HOW VACCINES SIDELINED THE COVID DRUG HUNT The federal government was so focused on finding effective Covid-19 vaccines it missed the opportunity to develop treatments for mild infections, report POLITICO's Sarah Owermohle and Katherine Ellen Foley. That’s a problem now in part because of slow vaccination rates worldwide, and because many experts think there will still be outbreaks of Covid-19 even after the pandemic ends.

Several top Biden administration health officials say that developing therapies for Covid-19 patients who don't require hospitalization is a top priority. But the Biomedical Advanced Research and Development Authority stopped funding research on early treatments earlier this month, partly because of tight budgets.
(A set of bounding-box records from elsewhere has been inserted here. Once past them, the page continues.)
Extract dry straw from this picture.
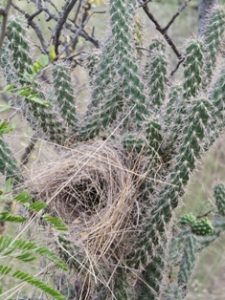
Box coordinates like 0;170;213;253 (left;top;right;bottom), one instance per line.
26;141;148;294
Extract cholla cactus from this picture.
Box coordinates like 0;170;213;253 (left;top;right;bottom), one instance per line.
0;0;225;300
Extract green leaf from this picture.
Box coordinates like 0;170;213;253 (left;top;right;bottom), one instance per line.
49;45;57;61
0;121;13;135
0;212;27;223
0;103;12;113
12;270;65;300
33;55;49;74
3;84;16;92
15;191;32;204
43;214;68;231
29;200;48;212
0;265;12;275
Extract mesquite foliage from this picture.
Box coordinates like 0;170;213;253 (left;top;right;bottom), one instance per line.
0;0;225;300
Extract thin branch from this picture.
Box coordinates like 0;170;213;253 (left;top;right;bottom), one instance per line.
12;3;48;53
163;0;192;32
21;133;37;166
143;5;182;60
53;0;77;54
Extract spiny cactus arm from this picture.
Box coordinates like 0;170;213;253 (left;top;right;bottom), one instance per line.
145;120;163;159
214;184;225;216
134;99;211;299
163;84;184;130
178;234;198;297
81;0;148;137
203;6;225;88
53;65;77;131
183;40;204;101
0;136;22;184
7;20;65;144
7;20;33;83
145;41;167;109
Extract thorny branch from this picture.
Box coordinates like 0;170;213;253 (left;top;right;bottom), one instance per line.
0;0;12;51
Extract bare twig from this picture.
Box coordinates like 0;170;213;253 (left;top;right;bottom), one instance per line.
53;0;77;54
143;0;191;76
21;133;37;166
143;5;182;60
12;3;48;53
163;0;191;32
An HHS official told us that BARDA could receive more funding through the American Rescue Plan, but past Covid-19 trials funded by the agency yielded mixed results.
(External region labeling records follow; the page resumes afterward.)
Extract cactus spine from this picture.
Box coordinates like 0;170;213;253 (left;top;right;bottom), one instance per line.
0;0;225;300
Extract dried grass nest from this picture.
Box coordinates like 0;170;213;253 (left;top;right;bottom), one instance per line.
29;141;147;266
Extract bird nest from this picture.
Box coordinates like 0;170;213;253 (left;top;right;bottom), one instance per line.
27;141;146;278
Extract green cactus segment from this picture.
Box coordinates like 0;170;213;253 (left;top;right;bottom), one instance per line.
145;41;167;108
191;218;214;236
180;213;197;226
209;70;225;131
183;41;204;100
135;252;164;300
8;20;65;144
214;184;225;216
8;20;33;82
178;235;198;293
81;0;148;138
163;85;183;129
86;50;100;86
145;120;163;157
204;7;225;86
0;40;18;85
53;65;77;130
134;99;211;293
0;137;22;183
The administration is now focusing on antivirals, which require years of research and billions of dollars of investment to develop. The Trump administration’s decision to prioritize Covid vaccine development soon after the coronavirus arrived meant development of new products would slip well past the worst of the pandemic.
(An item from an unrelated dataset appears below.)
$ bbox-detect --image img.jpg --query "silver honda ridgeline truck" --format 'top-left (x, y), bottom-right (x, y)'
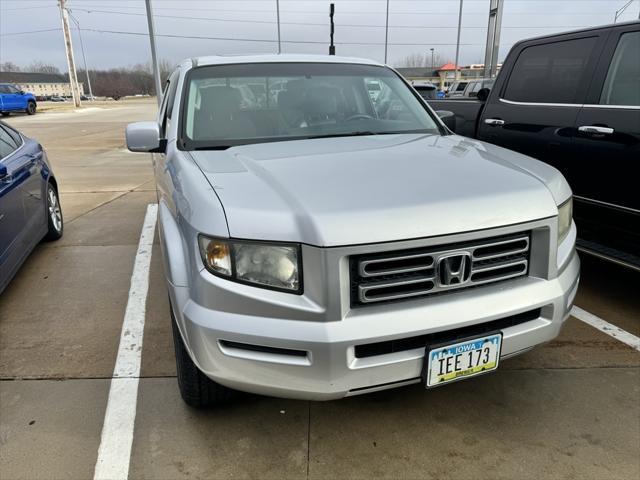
top-left (126, 55), bottom-right (579, 406)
One way to avoid this? Constant government funding—even in normal times. "No pharmaceutical company is going to develop a pandemic preventative therapy off the bat,” a senior health official said."

THE FATE OF SCHOOL COVID SCREENING PROGRAMS? IT’S COMPLICATED The future of the Biden administration’s multibillion-dollar push to create Covid-19 screening programs in K-12 schools nationwide is murky amid falling infection numbers and rising vaccination rates.

More schools have returned to hybrid and in-person classes since Biden took office, but no one POLITICO asked could say what percentage of school districts across the country are regularly screening students and teachers for Covid-19.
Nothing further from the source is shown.